Posted: Feb. 22, 2011
O'DONNELL NEVER STOPS
By Celia Cohen
For someone who lost the U.S. Senate race by 50,000 votes, Christine O'Donnell is still managing to upend Delaware politics.
This must be some sort of "Double Double Toil & Trouble" Effect. How else to explain the way O'Donnell, a Tea Party Republican, hexed everything from the political dominance of Mike Castle to the law practice of the state's most famous land-use attorney?
O'Donnell's Top Ten List of Dabbling in Delaware Politics
1. Mike Castle. His 30 years in statewide office turned out to be poor armor against O'Donnell in the Republican senatorial primary. Who knew he would have been better off with a wand and some classes at Hogwarts?
2. Chris Coons. Give him credit for following some old political advice, If there is a Senate nomination available for the asking, take it. Never mind that his campaign to jump from New Castle County executive to senator appeared at first to be more nonsense than the cow jumping over the moon. Once Castle was ousted, Coons could laugh right along with the little dog.
3. Beau Biden. There was supposed to be a sure-fire script. It had Castle capping off his political legacy with four years in the Senate, while Biden spent another term as attorney general until the coast was clear for him to run for his father's old office. Oh well, maybe Tom Carper will pack it in and leave a Senate seat open in 2018.
4. Colin Bonini. He lost his shot at being elected state treasurer when the top of the Republican ticket went bibidi-bobidi-boo and morphed into an albatross.
5. Tom Ross. His term as the Republican state chair is up this spring, and although he has yet to say officially he is not running again, it seems to be a matter of time. Ross tried hard to reanimate the party and stop O'Donnell, and it got him death threats and heart trouble. Going for another term would be like deciding he also needs something like a hole in the head.
6. Michael Katz. He came up one vote short in trying to unseat Tony "The Door" DeLuca as the state Senate's Democratic president pro tem. That vote belonged to Colin Bonini, the only Republican to back DeLuca. If Castle had won and enabled Ross' party building, it could have created enough Republican clout to turn around Bonini's vote and give the Republicans a say in the Senate for the first time since 1973.
7. State House of Representatives. All around the country, the 2010 election was so good for the Republicans, they picked up 700 legislative seats. Not here. In a graphic display of trickle-down politics, the 50,000-vote deficit at the top of the ticket translated into a loss of two seats in the House and left the Republicans even deeper in the minority.
8. Paul Clark. Of the smattering of offices not to be filled by special election, did there have to be the one that Clark was in line for?
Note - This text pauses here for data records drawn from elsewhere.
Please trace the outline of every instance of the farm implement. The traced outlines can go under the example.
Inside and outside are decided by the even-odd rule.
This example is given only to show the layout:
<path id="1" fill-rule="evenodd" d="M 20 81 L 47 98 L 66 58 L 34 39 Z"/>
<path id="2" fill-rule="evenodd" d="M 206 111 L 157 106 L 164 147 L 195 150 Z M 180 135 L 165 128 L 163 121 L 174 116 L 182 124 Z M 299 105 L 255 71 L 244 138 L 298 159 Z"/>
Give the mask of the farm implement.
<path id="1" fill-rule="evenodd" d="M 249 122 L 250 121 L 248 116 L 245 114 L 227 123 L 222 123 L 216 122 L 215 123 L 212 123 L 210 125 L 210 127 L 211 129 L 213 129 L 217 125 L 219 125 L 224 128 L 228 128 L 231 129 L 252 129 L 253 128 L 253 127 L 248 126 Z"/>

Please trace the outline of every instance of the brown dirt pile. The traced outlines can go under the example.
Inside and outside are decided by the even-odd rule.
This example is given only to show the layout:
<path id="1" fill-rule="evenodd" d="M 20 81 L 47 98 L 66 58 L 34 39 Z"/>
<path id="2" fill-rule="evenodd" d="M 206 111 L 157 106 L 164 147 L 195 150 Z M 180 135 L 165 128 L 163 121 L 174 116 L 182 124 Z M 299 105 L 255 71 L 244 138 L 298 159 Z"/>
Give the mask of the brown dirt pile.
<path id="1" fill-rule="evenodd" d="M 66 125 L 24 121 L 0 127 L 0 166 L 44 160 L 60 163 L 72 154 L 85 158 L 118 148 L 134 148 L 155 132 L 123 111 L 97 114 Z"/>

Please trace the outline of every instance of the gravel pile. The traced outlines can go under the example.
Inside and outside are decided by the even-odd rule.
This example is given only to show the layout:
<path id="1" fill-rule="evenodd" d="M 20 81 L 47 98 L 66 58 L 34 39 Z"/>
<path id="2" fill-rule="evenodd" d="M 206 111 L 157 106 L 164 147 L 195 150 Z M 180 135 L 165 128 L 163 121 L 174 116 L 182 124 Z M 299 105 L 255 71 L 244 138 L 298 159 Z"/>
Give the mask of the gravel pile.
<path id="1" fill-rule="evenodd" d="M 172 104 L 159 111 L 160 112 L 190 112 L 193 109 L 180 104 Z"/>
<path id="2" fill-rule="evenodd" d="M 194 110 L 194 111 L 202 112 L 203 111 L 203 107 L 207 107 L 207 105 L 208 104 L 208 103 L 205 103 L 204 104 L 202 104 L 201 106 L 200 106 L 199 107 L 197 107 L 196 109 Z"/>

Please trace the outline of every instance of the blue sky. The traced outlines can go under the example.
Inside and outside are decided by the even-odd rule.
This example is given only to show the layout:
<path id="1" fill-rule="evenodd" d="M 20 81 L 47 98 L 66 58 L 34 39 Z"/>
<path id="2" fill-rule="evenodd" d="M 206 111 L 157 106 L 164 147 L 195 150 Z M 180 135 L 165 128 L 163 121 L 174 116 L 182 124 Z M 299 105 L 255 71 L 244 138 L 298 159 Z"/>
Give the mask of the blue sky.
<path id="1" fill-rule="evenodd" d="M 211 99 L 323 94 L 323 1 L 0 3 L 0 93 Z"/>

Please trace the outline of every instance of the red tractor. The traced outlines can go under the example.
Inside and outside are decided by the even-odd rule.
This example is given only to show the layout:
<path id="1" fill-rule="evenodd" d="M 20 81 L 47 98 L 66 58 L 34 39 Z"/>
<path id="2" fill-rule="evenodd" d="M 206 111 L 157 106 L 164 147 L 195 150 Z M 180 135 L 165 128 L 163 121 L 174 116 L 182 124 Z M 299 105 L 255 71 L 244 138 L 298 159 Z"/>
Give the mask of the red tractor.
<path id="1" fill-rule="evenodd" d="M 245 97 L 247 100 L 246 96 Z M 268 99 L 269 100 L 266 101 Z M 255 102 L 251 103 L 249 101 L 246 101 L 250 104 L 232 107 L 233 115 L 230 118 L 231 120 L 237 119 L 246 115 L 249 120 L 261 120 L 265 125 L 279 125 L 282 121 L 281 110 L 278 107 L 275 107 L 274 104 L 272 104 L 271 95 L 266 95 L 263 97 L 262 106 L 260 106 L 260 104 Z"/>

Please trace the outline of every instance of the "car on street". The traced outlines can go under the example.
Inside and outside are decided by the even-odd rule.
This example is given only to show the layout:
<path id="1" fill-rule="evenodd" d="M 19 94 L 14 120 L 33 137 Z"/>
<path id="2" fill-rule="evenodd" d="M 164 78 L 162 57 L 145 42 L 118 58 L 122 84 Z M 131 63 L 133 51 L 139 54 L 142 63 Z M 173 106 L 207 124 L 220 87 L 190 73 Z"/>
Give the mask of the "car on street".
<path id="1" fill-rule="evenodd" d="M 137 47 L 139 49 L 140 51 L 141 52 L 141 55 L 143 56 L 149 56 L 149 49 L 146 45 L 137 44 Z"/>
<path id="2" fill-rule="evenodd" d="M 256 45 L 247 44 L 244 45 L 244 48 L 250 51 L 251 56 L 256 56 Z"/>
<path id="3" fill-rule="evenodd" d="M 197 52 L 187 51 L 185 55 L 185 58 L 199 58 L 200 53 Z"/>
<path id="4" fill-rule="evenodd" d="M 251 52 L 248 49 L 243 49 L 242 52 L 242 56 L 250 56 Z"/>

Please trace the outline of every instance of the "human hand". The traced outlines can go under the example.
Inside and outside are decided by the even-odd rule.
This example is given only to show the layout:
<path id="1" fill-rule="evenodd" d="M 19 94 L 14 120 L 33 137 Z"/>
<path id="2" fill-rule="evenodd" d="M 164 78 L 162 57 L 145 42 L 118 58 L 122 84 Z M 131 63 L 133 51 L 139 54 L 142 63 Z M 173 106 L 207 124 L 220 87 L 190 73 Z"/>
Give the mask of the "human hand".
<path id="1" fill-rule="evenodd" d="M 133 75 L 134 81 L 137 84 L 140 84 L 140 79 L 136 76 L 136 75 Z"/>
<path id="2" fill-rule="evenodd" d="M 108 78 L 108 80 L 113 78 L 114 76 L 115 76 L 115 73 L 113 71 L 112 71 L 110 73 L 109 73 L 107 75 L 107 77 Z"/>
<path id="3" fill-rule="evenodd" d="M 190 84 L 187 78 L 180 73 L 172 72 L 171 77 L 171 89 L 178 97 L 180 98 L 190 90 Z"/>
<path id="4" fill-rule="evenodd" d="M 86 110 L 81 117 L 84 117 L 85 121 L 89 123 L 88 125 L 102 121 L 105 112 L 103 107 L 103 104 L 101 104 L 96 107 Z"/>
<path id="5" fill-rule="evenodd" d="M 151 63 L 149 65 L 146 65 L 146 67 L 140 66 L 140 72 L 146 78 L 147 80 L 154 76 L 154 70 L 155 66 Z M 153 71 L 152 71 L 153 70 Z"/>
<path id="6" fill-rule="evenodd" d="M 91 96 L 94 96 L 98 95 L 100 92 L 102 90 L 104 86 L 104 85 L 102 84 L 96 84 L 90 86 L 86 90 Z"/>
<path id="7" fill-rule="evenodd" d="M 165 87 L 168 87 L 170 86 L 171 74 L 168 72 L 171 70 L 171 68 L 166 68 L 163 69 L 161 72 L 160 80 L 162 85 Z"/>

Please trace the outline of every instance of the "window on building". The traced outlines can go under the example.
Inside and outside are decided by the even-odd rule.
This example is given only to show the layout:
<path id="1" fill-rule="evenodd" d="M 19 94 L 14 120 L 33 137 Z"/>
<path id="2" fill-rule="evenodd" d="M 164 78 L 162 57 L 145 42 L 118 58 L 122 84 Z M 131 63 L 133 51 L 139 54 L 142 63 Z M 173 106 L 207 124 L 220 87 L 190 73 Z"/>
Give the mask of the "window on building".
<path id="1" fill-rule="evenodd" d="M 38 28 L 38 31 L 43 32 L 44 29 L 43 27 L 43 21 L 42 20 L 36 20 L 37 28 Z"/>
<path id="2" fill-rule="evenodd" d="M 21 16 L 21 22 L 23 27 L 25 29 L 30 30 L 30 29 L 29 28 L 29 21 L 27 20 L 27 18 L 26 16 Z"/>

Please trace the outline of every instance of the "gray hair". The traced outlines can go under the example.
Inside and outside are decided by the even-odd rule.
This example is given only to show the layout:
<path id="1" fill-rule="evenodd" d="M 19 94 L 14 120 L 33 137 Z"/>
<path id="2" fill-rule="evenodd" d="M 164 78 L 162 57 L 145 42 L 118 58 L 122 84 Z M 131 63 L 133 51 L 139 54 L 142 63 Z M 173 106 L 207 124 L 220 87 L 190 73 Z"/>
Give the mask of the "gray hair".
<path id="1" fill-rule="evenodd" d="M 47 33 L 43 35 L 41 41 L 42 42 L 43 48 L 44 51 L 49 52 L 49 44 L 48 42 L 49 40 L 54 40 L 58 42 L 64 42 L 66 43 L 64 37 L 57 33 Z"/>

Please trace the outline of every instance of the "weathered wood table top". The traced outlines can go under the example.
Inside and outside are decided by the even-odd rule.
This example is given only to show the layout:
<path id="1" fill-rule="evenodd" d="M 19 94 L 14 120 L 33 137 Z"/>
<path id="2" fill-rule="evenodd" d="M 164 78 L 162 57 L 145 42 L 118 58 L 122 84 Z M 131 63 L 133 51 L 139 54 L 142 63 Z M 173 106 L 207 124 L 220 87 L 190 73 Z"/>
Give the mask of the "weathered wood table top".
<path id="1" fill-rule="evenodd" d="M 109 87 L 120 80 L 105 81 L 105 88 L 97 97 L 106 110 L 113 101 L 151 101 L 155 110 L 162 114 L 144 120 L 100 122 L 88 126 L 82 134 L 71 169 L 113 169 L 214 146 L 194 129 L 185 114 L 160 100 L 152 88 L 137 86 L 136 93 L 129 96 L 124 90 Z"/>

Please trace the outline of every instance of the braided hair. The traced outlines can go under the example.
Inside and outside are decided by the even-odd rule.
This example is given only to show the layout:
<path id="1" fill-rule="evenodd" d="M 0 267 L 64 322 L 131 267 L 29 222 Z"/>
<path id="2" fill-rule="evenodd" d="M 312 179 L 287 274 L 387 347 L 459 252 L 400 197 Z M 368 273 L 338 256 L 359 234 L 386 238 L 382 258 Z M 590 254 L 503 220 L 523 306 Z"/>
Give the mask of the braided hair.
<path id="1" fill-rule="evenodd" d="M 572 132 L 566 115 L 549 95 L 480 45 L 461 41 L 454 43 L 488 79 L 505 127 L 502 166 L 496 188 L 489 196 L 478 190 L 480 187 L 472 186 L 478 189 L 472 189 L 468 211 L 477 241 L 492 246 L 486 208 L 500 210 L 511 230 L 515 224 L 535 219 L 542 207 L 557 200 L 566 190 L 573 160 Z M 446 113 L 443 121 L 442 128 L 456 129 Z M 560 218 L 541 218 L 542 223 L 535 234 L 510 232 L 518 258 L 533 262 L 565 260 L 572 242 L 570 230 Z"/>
9. Tom Kovach. After Clark moved in behind Coons to become New Castle County's latest Democratic executive, Kovach won the special election to replace Clark as the County Council president. Finally, a backlash vote that was good for the Republicans.
10. Pam Scott. O'Donnell won the primary, so Coons won the Senate race, so Clark became the county executive, so there was an outcry that pushed his wife Pam Scott out of her law firm and her land-use practice. If this is not an example of the iron law of unintended consequences, nothing is.
Footnote: Carolann Wicks resigned as the state transportation secretary under duress, even though there was no connection to Christine O'Donnell, or not that anyone knows of.